Mauvais barnum à l'ARP
Les deux jours de séances plénières consacrées à l'IVD ont suscité un débat virulent. Sur la légitimité de l'ARP à contrôler l'IVD, sur la violence des propos tenus par les députés, sur les tentatives de salir certains. Une députée de l'opposition s'est vu salir sur les réseaux sociaux, premier média du pays. Des tactiques qui « rappellent des méthodes très en vogue sous Ben Ali ». Les 67 députés présents – sur 217 – ne se sont pas affrontés sur le fond mais sur le cadre légal. Faisant sortir de ses gonds le placide Mohamed Ennaceur, 84 ans, président de l'ARP. Pour Wahid Ferchichi, professeur agrégé en droit public, « la décision de prorogation du mandat de l'IVD relève de sa seule compétence » ainsi que le décrit l'article 18 de la loi encadrant la justice transitionnelle.

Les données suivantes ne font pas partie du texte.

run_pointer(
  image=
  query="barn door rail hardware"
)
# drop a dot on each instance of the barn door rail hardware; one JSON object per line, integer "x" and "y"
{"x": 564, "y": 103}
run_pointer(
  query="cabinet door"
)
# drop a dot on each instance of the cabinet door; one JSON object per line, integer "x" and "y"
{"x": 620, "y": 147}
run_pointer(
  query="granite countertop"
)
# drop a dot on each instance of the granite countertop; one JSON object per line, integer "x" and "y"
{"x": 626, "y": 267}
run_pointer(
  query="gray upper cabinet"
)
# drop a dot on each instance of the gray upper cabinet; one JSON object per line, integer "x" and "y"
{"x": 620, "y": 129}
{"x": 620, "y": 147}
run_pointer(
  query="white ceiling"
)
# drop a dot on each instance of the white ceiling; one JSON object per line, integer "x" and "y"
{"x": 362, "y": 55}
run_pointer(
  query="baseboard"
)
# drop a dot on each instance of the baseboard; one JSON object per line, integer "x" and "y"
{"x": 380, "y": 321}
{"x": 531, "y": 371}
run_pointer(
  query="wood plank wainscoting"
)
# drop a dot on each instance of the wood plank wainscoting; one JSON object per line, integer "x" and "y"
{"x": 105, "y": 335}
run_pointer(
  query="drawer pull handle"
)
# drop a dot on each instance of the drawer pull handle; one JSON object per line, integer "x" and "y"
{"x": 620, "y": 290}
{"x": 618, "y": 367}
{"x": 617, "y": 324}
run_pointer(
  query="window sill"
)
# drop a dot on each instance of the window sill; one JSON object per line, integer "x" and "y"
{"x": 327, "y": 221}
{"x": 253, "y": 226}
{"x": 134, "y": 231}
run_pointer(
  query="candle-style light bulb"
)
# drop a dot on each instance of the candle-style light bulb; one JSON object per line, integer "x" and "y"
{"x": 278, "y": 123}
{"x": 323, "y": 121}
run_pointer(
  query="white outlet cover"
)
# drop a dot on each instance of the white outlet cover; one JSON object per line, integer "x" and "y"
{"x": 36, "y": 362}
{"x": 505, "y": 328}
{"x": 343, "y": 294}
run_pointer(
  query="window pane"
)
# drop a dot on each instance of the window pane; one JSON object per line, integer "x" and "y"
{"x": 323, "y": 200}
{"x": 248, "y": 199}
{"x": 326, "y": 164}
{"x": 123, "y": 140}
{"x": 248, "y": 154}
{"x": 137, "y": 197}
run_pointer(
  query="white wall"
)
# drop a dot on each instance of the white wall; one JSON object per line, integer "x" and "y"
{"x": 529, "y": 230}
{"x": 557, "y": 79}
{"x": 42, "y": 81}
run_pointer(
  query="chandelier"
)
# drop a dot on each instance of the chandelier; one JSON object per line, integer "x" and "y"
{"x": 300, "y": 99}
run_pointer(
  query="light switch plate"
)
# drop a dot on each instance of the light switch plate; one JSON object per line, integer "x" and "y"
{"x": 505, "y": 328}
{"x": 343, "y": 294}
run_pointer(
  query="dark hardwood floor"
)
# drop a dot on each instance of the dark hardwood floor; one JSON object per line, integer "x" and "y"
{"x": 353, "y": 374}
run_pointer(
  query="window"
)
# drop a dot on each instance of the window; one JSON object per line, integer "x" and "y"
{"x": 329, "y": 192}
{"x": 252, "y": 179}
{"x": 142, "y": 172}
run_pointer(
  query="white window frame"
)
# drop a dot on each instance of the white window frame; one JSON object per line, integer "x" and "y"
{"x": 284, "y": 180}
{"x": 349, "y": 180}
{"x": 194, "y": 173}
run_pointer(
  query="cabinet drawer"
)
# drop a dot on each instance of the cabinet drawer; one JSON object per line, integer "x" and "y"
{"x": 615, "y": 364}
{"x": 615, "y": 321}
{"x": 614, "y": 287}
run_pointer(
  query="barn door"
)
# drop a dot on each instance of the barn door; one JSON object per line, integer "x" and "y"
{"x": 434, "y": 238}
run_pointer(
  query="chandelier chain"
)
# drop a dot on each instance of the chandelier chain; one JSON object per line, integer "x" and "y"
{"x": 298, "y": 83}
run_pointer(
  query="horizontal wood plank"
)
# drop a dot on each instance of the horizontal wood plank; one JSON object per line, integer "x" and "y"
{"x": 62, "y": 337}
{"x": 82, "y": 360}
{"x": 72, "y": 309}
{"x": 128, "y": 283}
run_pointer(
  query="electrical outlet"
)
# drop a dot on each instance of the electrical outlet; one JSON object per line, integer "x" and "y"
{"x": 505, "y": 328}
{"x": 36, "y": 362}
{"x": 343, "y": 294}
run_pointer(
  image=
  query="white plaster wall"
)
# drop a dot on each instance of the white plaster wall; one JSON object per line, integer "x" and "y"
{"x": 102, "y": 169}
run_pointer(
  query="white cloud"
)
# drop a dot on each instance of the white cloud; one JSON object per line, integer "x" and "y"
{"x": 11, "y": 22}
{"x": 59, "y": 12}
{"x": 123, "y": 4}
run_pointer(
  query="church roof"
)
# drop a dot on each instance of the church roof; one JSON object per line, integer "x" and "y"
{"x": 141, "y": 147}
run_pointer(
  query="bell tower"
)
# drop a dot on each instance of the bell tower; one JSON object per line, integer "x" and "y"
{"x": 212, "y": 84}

« L'IVD a subi un véritable sabotage »
La société civile s'organise afin que l'IVD puisse achever sa mission. Amna Guellali constate que « l'IVD s'est heurtée à un mur impénétrable, à des obstacles qui se sont renforcés au fil du temps, à un véritable boycott de la part des autorités ». Mais elle note que « contre vents et marées, l'IVD accumule un certain nombre de données afin de dévoiler l'ampleur des crimes commis par la dictature ». « Aujourd'hui, il y a un flou par rapport à l'avenir de l'IVD suite au vote de l'ARP », ajoute-t-elle, « et une course contre la montre afin de déférer les dossiers les plus graves devant les chambres spécialisées avant la fin mai ». La situation de l'IVD va de pair « avec le blocage de la nomination des membres de la Cour constitutionnelle ainsi que l'actuelle volonté de changer le système électoral édicté après la révolution ». Pour Amna Guellali, « la Tunisie est une exception dans la région, elle a accepté de se confronter avec les fantômes du passé ». Mais « sans volonté politique », ce qui fait « qu'on a assisté à un désistement de la part des autorités ». Et de citer » le contentieux de l'État qui refuse de trancher les arbitrages qui lui sont présentés, des ministères qui refusent de communiquer les noms des personnes présentes lors des actes de tortures, les dossiers des martyrs de la révolution qui ne sont pas transmis par le tribunal militaire »… Et de conclure : « un véritable sabotage ».